IPS, 6 October 2007 - With deforestation as the second leading source of climate-changing greenhouse gas emissions, experts are focusing the discussion on the viability of compensating countries for protecting their forests.
The proposal "Reduced Emissions from Deforestation" (RED) was not included in the Clean Development Mechanism (CDM) of the Kyoto Protocol on Climate Change. But now is being evaluated by scientists, companies and agencies in poor countries that have extensive forested areas.
The CDM allows governments and corporations of industrialised countries (required under the Protocol to cut greenhouse gas emissions) to meet part of their obligations by investing in "clean" projects in developing countries, by which they obtain certificates of emissions reductions -- at much lower cost than curbing emissions at home. "Slowing emissions from deforestation would not stop climate change, but it could be an important part of a many-part strategy," Christopher Field, head of the global ecology department at the Carnegie Institution in Washington, said in an interview for this report.
RED emerged in 2005 at the 11th Conference of Parties to the United Nations Convention on Climate Change, led by Papua New Guinea and Costa Rica, with support from the Coalition for Rainforest Nations. Its aim is to include "avoided deforestation" in the global market of carbon credits -- carbon dioxide being the principal greenhouse gas.
Implementation is expected to be finalized at the 13 Conference of Parties, to take place in December on the Indonesian island of Bali.

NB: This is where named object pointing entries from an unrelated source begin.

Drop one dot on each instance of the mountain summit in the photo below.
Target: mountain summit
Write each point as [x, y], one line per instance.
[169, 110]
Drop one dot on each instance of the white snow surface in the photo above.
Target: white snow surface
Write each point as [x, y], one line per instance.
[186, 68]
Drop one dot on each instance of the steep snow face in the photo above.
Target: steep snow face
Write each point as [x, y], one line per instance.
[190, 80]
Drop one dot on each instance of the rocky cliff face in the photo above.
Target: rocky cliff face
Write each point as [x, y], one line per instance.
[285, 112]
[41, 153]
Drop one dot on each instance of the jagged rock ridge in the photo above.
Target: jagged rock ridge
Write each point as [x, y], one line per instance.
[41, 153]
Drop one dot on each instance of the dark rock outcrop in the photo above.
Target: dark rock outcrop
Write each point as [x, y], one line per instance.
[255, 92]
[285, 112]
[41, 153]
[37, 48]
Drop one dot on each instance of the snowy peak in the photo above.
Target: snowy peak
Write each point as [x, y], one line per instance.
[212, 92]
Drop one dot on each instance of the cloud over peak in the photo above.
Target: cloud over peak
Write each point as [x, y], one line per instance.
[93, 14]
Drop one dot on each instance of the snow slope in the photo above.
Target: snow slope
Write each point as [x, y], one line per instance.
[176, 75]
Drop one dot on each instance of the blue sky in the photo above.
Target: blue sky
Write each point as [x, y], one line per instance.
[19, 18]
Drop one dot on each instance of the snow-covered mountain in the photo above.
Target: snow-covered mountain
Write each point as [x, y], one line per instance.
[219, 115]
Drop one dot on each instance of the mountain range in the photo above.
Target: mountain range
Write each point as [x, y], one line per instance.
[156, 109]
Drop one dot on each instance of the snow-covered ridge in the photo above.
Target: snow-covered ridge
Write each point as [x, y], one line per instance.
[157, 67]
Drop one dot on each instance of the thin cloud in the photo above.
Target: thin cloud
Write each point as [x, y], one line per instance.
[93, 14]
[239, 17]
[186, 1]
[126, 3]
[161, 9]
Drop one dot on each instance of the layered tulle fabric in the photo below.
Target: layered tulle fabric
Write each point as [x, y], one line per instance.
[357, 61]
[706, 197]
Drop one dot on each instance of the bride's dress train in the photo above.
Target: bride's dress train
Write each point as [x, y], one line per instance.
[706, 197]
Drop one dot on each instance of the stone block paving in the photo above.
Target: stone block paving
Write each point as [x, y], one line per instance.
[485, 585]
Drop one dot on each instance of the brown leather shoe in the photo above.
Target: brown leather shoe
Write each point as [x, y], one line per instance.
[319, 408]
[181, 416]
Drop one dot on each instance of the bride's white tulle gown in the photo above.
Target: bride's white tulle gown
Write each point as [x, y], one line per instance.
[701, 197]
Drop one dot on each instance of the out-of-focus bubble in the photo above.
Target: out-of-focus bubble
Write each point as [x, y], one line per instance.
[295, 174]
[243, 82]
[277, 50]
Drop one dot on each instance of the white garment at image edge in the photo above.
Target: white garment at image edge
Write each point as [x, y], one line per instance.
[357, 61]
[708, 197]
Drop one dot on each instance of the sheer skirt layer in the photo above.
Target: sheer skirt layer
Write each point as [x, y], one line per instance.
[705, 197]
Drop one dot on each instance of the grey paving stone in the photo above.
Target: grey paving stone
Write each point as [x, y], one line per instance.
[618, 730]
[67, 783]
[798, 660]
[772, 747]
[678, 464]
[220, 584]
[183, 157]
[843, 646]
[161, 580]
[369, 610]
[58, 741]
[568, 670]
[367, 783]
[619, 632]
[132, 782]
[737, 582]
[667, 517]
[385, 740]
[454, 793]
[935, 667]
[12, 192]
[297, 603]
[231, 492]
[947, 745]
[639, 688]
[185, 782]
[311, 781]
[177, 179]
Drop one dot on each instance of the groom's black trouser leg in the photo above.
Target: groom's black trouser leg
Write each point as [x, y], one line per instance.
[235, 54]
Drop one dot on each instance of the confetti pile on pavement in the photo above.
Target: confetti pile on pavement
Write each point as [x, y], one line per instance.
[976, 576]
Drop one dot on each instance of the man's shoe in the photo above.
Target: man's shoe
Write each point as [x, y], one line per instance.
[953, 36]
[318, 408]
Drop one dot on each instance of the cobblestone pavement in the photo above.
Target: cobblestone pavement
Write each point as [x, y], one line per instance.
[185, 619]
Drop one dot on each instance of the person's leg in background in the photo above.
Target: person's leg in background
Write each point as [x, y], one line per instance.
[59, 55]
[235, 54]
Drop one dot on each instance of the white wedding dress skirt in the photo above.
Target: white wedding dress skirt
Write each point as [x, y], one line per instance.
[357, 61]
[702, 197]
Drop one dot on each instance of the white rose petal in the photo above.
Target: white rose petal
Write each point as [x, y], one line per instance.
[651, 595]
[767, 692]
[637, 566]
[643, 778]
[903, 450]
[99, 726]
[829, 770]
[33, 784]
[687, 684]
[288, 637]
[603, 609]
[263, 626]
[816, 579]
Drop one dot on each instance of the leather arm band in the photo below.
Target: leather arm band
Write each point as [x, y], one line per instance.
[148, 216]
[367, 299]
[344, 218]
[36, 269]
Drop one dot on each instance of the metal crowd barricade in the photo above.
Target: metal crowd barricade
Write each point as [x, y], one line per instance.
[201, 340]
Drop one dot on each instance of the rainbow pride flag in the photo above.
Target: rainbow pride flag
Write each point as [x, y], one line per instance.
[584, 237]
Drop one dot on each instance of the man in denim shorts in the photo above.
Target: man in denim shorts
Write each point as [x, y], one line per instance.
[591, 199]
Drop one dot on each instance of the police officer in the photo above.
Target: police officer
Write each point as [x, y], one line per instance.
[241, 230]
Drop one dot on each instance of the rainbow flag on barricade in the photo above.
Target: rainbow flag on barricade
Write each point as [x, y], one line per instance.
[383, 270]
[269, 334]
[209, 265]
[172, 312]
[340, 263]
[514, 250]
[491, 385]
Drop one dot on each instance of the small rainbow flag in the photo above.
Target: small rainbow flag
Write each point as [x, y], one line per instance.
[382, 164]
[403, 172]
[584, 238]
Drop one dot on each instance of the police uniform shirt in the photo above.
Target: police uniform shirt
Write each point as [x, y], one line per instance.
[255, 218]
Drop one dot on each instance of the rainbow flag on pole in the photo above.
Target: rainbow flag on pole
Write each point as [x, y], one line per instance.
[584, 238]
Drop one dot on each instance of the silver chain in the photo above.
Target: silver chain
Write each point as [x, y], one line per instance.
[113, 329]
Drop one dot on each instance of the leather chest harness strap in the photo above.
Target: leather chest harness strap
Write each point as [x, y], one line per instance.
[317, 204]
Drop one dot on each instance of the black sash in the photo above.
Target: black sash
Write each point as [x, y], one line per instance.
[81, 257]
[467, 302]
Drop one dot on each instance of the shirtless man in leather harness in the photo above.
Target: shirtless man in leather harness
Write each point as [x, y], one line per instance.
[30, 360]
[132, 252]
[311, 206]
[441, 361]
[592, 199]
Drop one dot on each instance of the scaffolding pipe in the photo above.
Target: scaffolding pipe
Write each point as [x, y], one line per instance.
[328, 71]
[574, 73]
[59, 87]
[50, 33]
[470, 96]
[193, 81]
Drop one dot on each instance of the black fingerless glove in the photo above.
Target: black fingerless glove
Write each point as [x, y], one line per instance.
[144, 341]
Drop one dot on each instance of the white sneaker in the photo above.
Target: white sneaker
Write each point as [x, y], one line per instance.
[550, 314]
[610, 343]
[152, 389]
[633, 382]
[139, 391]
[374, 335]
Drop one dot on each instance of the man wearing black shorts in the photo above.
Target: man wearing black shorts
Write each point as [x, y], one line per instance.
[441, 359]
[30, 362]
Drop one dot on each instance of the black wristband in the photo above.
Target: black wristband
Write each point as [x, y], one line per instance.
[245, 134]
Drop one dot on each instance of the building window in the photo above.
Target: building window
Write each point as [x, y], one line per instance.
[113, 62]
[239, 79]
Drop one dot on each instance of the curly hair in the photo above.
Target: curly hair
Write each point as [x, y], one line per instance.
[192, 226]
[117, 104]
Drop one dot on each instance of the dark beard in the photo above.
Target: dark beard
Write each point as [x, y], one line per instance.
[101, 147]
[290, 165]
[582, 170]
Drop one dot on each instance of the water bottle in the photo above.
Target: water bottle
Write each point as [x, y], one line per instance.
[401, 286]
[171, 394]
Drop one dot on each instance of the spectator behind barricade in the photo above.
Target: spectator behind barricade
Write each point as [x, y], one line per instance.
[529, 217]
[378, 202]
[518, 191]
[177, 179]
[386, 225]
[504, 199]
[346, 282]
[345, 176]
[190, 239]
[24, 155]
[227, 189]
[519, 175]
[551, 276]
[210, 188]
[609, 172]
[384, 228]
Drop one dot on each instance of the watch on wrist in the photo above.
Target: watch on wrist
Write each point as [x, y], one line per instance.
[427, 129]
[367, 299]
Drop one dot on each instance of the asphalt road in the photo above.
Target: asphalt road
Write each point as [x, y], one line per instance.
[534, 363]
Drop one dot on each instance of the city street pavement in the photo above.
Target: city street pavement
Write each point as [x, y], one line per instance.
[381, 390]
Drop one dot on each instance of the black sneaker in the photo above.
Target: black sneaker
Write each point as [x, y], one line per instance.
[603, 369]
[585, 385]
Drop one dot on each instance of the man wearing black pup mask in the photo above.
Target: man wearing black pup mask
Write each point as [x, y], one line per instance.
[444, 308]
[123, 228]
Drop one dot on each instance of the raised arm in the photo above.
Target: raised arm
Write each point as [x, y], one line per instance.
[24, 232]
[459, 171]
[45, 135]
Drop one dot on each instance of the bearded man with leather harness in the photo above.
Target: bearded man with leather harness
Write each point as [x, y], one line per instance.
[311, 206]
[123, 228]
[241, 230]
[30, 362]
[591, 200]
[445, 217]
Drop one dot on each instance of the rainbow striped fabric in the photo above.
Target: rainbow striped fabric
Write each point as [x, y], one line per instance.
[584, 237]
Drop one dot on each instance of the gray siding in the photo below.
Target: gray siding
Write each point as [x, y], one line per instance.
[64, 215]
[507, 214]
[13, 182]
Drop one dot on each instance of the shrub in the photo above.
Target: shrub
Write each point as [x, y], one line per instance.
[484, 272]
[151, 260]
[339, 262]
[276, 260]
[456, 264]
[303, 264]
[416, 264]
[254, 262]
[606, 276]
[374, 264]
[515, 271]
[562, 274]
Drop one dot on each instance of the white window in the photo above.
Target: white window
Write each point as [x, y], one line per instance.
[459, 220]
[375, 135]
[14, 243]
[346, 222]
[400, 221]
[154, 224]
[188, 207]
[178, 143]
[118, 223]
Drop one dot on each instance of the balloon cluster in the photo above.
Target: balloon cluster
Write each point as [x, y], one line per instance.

Brazil, for its part, proposes a fund with voluntary contributions of public money to compensate the effort made by developing countries to reduce deforestation, and that they would be remunerated based on prevented emissions.
In the article "Tropical Forests and Climate Policy", published May 10 in "Science Express" online magazine, Field and other researchers propose to slow the current pace of deforestation 50 percent by the year 2050.
That would be the equivalent of 50 billion tonnes of carbon prevented from being released into the atmosphere, or equal to six years of emissions of gases from fossil fuel combustion, the experts say.
But that figure is meaningless, says to Almuth Ernsting, of the Britain-based Biofuelwatch campaign. Because RED does not intend to stop industrial-scale logging, "there is growing evidence that many rainforests, including the Amazon forest, will collapse well before the destruction of a further 50 percent."
The Amazon is the forest ecosystem with the most carbon: 305 tonnes per hectare, of which 28 percent is in the soil, according to a 1998 study.
Its destruction would release 120 billion tonnes of carbon by 2050, which would be catastrophic to the global climate, says Ernsting.
The transformation of natural ecosystems into farmland entails a loss of 75 percent of the carbon in tropical soils. That implies between 18 and 20 percent of the total emissions from deforestation, according to experts. There is about twice as much carbon stored in forests and soils as exists in the atmosphere, said William Moomaw, director of the Centre for International Environment and Resource Policy, at Tufts University in the United States.
If one area is preserved, and another is deforested, how is this to be counted, asks Moomaw by way of example. Planting trees in other areas to compensate for logging does not work because it often is done in areas not apt for forests, he explained.
This problem has come up with tree plantations intended to absorb carbon, and could be repeated in a scheme for reducing emissions from deforestation, say critics.
The carbon market helped finance monoculture plantations, and had negative results for the soil, local communities, water resources and, ironically, carbon emissions, says Biofuelwatch's Ernsting. There is also concern about the difficulties in controlling changes in the carbon stores of forests once the system is applied. "Monitoring entails some costs, but existing satellite technologies make the challenge relatively straightforward," says Field, of the Carnegie Institution.
National measurement systems can function, according to Moomaw. In the international arena, the European Union, United States and Brazil would need to form a coordinated satellite monitoring team, available for countries with few resources but rich in forests.
Compensation for avoided deforestation should reduce net emissions, encouraging a change in international frameworks and adopting an emissions tariff for countries with little or no historic deforestation, according to the study "No Forest Left Behind", published by Conservation International in the Aug. 14 issue of the online journal Public Library of Science - Biology. Countries with much forest and relatively little deforestation are: Belize, Bhutan, Colombia, Democratic Republic of the Congo, French Guiana, Gabon, Guyana, Panama, Peru, Suriname and Zambia. Inhabited mostly by indigenous peoples, they would enter the carbon market through "preventive credits" or compensation that they would forfeit if there is an increase in loss of forest.
In order for the system to function equitably, it is important that local communities participate, according to experts.
"The principle of avoided deforestation is not a bad principle, however the means through which it could be realised are complex and fraught with unequal power relations," says Helen Leake, of the non-governmental Forest Peoples Programme. "The devil is in the details."